First study to explore impact of crowding on children with fracture-related pain

Crowding in hospital emergency departments has led to a decrease in the timely and effective use of pain medication in children suffering acute long bone fractures, according to a new study by the University of Colorado School of Medicine.

"Pain associated with long bone fractures can be pretty severe," said Marion Sills, MD, MPH, the lead author of the study. "But crowded emergency departments are impacting the delivery of care on many levels, including the delivery of pain medication."

Sills and her colleagues focused on long bone fractures - broken arms and legs - because they are common among children and very painful.

The study was published this month in the journal Academic Emergency Medicine.

Sills, associate professor of pediatrics at the CU School of Medicine, studied 1,229 patients treated in the emergency department of an academic children's hospital over a year-long period.

She found that patients were 4 to 47 percent less likely to receive timely care and 3 to 17 percent less likely to receive effective care when crowding was at the 90th rather than the 10th percentile.

Five previous studies have shown that crowded emergency rooms lead to lower levels of pain control among adult patients.
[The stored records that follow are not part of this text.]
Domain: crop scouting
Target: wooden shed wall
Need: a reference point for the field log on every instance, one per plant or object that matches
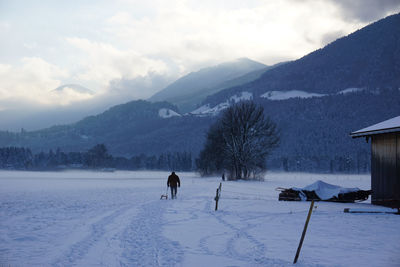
(385, 169)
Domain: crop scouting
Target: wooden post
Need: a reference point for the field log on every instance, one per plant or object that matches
(304, 232)
(217, 195)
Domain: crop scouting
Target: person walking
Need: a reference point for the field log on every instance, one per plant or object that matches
(174, 183)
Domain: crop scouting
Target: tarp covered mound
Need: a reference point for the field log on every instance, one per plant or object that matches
(324, 191)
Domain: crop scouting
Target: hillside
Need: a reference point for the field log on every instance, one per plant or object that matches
(368, 58)
(190, 90)
(314, 124)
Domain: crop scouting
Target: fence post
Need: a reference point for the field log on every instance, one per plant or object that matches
(304, 232)
(217, 196)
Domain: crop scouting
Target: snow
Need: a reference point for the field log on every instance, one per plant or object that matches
(284, 95)
(206, 110)
(167, 113)
(385, 125)
(118, 219)
(350, 90)
(325, 191)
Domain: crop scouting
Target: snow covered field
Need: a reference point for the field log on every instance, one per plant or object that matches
(118, 219)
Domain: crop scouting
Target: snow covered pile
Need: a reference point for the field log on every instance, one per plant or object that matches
(324, 190)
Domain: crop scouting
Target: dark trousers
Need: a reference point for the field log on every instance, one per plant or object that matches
(174, 189)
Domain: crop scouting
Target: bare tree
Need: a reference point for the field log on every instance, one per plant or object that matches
(239, 142)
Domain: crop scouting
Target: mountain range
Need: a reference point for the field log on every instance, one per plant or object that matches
(189, 91)
(316, 102)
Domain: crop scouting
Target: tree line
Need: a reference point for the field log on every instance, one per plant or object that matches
(19, 158)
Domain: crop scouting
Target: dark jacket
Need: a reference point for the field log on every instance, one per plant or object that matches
(173, 180)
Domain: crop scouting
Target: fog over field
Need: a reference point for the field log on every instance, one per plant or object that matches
(118, 219)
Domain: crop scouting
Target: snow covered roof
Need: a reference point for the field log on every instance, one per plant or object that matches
(388, 126)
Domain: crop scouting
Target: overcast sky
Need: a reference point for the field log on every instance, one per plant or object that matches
(133, 48)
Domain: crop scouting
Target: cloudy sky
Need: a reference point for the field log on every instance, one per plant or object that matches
(133, 48)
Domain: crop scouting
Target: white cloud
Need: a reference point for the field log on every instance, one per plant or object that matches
(102, 62)
(192, 34)
(32, 79)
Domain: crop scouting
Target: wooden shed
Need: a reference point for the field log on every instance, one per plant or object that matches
(385, 161)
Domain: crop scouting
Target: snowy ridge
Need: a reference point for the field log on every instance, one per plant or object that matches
(283, 95)
(206, 110)
(166, 113)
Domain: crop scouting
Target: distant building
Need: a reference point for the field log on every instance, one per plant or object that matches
(385, 161)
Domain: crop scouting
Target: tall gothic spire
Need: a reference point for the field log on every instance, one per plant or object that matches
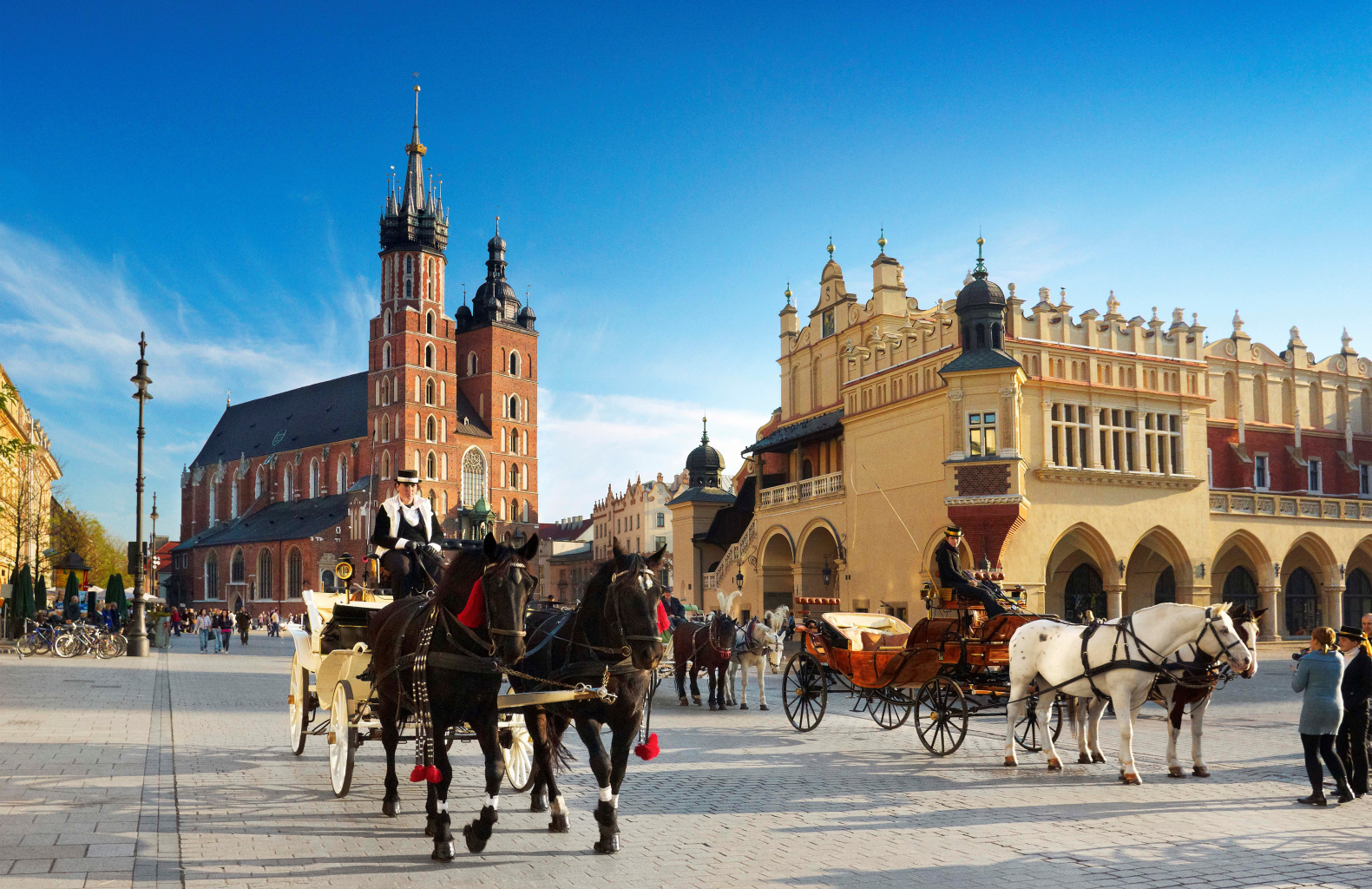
(413, 198)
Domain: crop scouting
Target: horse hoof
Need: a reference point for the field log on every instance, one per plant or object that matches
(474, 841)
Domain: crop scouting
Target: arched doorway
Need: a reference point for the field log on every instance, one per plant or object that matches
(1303, 604)
(1084, 593)
(1357, 597)
(1241, 589)
(1165, 590)
(817, 553)
(778, 581)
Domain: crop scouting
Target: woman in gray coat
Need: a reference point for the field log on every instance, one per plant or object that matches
(1319, 674)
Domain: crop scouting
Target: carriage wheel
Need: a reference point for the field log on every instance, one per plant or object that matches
(942, 715)
(1027, 730)
(298, 708)
(804, 690)
(890, 707)
(342, 738)
(517, 749)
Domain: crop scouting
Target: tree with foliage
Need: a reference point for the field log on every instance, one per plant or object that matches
(80, 531)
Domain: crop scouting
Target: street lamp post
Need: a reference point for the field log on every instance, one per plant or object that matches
(139, 638)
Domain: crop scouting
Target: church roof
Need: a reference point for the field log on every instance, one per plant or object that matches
(285, 520)
(333, 411)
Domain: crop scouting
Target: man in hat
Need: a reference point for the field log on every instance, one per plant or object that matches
(408, 537)
(1357, 689)
(961, 582)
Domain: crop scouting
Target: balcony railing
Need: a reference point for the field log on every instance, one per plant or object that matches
(1290, 506)
(807, 489)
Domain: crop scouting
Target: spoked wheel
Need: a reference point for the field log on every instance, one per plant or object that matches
(1027, 730)
(342, 738)
(804, 690)
(942, 715)
(517, 749)
(298, 707)
(68, 645)
(890, 707)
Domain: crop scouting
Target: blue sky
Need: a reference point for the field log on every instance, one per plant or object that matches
(214, 175)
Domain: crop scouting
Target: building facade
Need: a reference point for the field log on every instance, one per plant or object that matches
(1103, 461)
(287, 486)
(26, 482)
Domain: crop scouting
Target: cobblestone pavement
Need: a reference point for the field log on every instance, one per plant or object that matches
(173, 770)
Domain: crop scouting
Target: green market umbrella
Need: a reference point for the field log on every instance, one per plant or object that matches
(115, 593)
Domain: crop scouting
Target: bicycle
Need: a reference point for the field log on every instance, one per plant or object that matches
(37, 638)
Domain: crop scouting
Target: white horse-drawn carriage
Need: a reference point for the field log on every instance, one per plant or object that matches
(330, 673)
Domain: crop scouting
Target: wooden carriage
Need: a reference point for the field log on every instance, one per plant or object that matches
(949, 666)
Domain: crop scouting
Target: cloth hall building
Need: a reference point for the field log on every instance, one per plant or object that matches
(1105, 461)
(287, 486)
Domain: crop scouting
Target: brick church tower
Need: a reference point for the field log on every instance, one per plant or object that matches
(410, 357)
(497, 352)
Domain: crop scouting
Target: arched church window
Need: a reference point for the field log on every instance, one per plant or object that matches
(474, 477)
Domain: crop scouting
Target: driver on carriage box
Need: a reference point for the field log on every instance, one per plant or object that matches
(408, 537)
(961, 582)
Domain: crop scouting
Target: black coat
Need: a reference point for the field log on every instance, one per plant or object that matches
(1357, 681)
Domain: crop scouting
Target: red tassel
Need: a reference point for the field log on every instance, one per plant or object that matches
(648, 751)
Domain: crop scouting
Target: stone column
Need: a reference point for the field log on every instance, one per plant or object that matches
(1268, 623)
(1114, 600)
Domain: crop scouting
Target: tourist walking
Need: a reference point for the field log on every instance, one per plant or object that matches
(203, 626)
(1357, 688)
(1317, 674)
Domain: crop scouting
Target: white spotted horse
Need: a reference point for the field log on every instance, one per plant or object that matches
(460, 638)
(611, 637)
(1114, 660)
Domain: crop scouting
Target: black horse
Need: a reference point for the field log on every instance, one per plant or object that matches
(707, 647)
(462, 676)
(614, 629)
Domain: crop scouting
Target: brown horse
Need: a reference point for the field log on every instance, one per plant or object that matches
(614, 631)
(706, 645)
(463, 678)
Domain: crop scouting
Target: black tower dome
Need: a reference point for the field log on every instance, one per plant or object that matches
(704, 465)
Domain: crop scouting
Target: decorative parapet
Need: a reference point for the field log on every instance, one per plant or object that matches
(1124, 479)
(1283, 506)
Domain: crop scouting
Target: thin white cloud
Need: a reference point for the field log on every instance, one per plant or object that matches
(592, 442)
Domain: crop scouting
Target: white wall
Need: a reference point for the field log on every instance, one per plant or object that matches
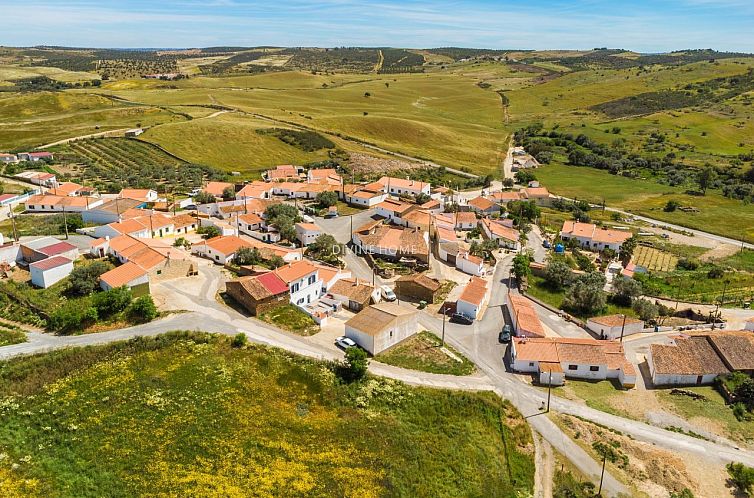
(46, 278)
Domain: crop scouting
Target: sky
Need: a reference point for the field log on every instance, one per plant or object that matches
(641, 25)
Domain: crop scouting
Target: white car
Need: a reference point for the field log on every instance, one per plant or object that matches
(344, 342)
(387, 293)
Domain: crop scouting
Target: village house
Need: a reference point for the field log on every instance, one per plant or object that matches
(417, 287)
(302, 279)
(139, 194)
(45, 203)
(354, 293)
(589, 236)
(484, 206)
(259, 293)
(400, 186)
(524, 317)
(698, 358)
(285, 172)
(113, 211)
(393, 210)
(46, 247)
(505, 236)
(307, 233)
(381, 326)
(612, 326)
(540, 195)
(392, 242)
(47, 272)
(8, 158)
(470, 264)
(34, 156)
(473, 298)
(558, 358)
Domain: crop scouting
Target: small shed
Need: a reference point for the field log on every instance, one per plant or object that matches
(47, 272)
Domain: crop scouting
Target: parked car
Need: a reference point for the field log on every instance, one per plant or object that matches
(505, 334)
(387, 293)
(461, 318)
(344, 342)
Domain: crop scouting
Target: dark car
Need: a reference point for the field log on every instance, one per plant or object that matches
(505, 334)
(461, 318)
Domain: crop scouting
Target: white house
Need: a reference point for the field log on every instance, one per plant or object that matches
(587, 359)
(472, 298)
(589, 236)
(506, 237)
(381, 326)
(304, 284)
(47, 272)
(612, 326)
(402, 186)
(468, 263)
(687, 361)
(307, 233)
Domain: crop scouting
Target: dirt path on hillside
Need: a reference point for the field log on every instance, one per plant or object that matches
(543, 467)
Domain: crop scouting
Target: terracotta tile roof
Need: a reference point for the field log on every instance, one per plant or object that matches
(226, 244)
(217, 188)
(422, 280)
(123, 274)
(376, 318)
(58, 248)
(402, 183)
(692, 355)
(501, 231)
(474, 291)
(295, 270)
(263, 286)
(353, 289)
(464, 217)
(482, 203)
(614, 320)
(394, 206)
(50, 263)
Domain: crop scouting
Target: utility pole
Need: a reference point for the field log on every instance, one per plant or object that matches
(602, 476)
(65, 223)
(13, 221)
(444, 316)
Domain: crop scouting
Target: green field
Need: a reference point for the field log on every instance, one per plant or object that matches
(187, 414)
(717, 214)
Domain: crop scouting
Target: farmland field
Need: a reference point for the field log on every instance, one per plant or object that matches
(653, 259)
(188, 414)
(110, 164)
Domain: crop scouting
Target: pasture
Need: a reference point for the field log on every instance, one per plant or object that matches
(187, 414)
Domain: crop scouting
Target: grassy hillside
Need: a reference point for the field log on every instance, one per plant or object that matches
(717, 214)
(189, 415)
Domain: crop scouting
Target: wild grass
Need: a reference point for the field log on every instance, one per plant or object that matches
(186, 413)
(423, 352)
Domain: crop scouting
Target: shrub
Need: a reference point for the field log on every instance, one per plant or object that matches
(142, 310)
(239, 340)
(85, 278)
(689, 264)
(113, 301)
(72, 317)
(741, 476)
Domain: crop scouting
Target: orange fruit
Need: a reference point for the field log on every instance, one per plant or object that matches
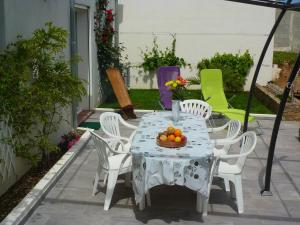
(171, 130)
(177, 139)
(177, 132)
(171, 137)
(163, 137)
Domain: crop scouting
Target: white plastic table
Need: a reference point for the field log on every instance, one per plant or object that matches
(154, 165)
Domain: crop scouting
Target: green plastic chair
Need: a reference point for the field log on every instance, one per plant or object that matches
(213, 93)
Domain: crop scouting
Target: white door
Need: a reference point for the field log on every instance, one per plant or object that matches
(82, 32)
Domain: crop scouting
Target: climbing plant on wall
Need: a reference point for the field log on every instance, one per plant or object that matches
(109, 54)
(36, 85)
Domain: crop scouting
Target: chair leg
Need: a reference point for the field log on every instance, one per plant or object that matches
(148, 198)
(205, 206)
(239, 193)
(95, 186)
(111, 183)
(227, 184)
(128, 179)
(142, 203)
(199, 204)
(258, 129)
(105, 179)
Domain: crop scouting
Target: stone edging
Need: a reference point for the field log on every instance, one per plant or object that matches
(25, 208)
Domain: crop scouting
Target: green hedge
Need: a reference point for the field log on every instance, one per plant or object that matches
(280, 57)
(235, 68)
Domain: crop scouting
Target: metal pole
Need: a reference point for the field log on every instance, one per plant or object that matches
(261, 58)
(73, 48)
(289, 84)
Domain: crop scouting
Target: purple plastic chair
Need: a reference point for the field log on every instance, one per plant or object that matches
(165, 74)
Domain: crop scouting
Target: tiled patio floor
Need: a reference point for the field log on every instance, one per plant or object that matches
(70, 202)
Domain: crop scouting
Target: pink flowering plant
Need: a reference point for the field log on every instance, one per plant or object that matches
(68, 140)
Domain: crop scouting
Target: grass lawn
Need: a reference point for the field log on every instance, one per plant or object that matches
(148, 99)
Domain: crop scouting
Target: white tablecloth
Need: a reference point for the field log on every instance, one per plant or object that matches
(154, 165)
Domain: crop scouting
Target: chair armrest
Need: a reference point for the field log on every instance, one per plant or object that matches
(111, 136)
(128, 125)
(216, 129)
(233, 156)
(132, 136)
(115, 143)
(221, 141)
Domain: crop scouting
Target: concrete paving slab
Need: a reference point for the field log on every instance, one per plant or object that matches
(71, 202)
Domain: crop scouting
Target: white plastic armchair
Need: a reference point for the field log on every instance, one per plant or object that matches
(196, 107)
(233, 172)
(110, 124)
(110, 165)
(233, 128)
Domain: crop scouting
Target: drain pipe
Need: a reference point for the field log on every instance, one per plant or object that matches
(73, 51)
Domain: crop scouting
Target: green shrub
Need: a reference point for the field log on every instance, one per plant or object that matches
(235, 68)
(154, 58)
(281, 57)
(36, 85)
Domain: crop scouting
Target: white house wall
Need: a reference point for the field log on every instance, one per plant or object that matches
(202, 28)
(19, 17)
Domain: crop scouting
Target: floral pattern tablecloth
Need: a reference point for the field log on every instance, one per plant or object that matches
(154, 165)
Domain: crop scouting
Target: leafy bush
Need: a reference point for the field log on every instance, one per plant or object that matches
(36, 85)
(109, 53)
(155, 58)
(280, 58)
(235, 68)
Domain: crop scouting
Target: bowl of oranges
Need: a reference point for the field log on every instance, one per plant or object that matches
(171, 138)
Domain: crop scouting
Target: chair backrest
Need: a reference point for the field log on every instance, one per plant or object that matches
(248, 142)
(196, 107)
(233, 130)
(102, 148)
(212, 88)
(110, 123)
(165, 74)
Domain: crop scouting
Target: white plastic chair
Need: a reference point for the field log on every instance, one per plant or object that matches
(232, 172)
(111, 164)
(110, 124)
(233, 128)
(196, 107)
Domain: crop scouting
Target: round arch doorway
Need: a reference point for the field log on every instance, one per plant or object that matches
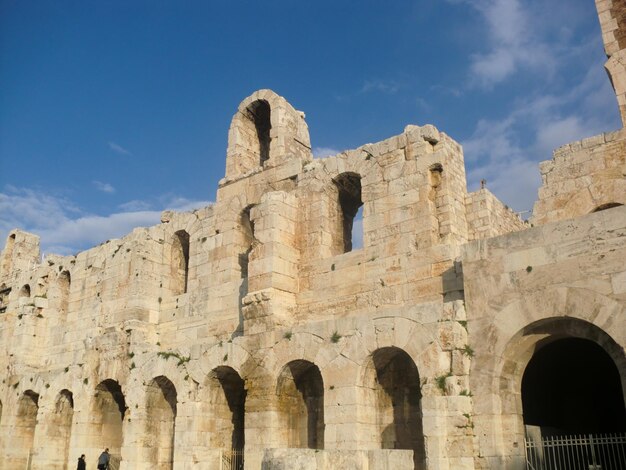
(572, 386)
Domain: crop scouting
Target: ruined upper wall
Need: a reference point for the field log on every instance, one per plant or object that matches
(266, 131)
(488, 217)
(582, 177)
(612, 15)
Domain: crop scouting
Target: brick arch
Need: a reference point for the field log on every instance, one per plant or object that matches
(508, 340)
(282, 135)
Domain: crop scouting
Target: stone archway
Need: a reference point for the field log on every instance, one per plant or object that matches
(571, 350)
(228, 398)
(392, 391)
(59, 430)
(161, 404)
(107, 423)
(19, 450)
(301, 405)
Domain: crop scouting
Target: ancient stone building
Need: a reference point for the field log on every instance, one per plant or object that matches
(254, 325)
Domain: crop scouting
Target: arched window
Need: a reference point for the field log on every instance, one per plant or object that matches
(228, 397)
(25, 291)
(161, 403)
(349, 198)
(64, 281)
(107, 418)
(23, 433)
(392, 389)
(572, 386)
(609, 205)
(61, 424)
(301, 403)
(259, 113)
(435, 178)
(7, 255)
(180, 262)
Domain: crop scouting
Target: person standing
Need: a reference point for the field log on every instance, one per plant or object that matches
(103, 460)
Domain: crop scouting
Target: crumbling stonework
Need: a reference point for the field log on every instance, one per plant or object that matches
(252, 332)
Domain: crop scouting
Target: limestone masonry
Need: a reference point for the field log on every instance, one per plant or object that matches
(251, 332)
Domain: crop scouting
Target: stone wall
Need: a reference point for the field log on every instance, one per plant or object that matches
(487, 217)
(582, 177)
(255, 325)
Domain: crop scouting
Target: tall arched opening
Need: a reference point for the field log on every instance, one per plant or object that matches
(392, 393)
(301, 405)
(259, 113)
(349, 201)
(180, 262)
(20, 449)
(161, 403)
(109, 408)
(228, 397)
(59, 430)
(572, 386)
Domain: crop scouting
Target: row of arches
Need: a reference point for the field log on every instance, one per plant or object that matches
(392, 386)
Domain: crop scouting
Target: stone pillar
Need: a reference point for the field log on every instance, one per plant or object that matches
(273, 267)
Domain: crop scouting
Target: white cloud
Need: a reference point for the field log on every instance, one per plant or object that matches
(65, 229)
(119, 149)
(515, 41)
(506, 151)
(382, 86)
(322, 152)
(104, 187)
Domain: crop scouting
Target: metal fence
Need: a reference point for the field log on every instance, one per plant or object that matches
(583, 452)
(231, 459)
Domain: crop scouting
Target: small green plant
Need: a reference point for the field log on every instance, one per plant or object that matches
(468, 351)
(441, 382)
(167, 354)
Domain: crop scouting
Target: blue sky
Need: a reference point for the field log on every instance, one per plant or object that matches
(111, 111)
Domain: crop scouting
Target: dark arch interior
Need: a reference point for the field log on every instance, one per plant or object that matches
(235, 393)
(182, 244)
(301, 395)
(260, 114)
(399, 379)
(349, 188)
(572, 386)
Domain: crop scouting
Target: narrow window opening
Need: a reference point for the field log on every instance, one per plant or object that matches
(64, 287)
(610, 205)
(25, 291)
(435, 177)
(180, 261)
(260, 114)
(349, 193)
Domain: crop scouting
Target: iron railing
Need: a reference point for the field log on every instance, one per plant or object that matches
(577, 452)
(231, 459)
But this was the first time researchers investigated the impact of crowding on children with fracture-related pain.

"We found that crowding can lower the likelihood of timely treatment by as much as 47 percent and raise the likelihood of non-treatment by as much as 17 percent," Sills said. "The relationship between emergency department crowding and pain treatment is not unexpected. When the emergency department gets busier, staff may be less responsive to the needs of individual patients, and as a result, patients have a higher likelihood of non-treatment and delays in treatment."

Although not studied in this article, Sills speculates that the reasons for this are varied. In some emergency departments, for example, only doctors can authorize the use of potent opioids for pain, whereas in other settings, hospital policy permits nurses to administer analgesia to patients meeting specific criteria.

"The expensive way to mitigate crowding is to hire more staff. Another way is to leverage the staff you have," Sills said. "Institutions can use techniques like protocols for pain management with standing orders for nurses, and computer- or phone-based alerts to call attention to under-treated pain."

Another idea, Sills said, is to create incentives for patients to seek care at their own doctor's office, including better compensation for primary care and disincentives for non-emergency use of emergency departments.

Sills has studied hospital crowding for years. She recently published a paper showing that children's hospitals nationwide were underequipped to handle a major pandemic due to a shortage of beds.

"Crowding is a serious issue for everyone. It is caused by a variety of things, from patients who too readily use emergency departments to federal policies that exacerbate the problem," Sills said. "We as a nation need to get serious about this. Crowding needs to be a policy priority at every level."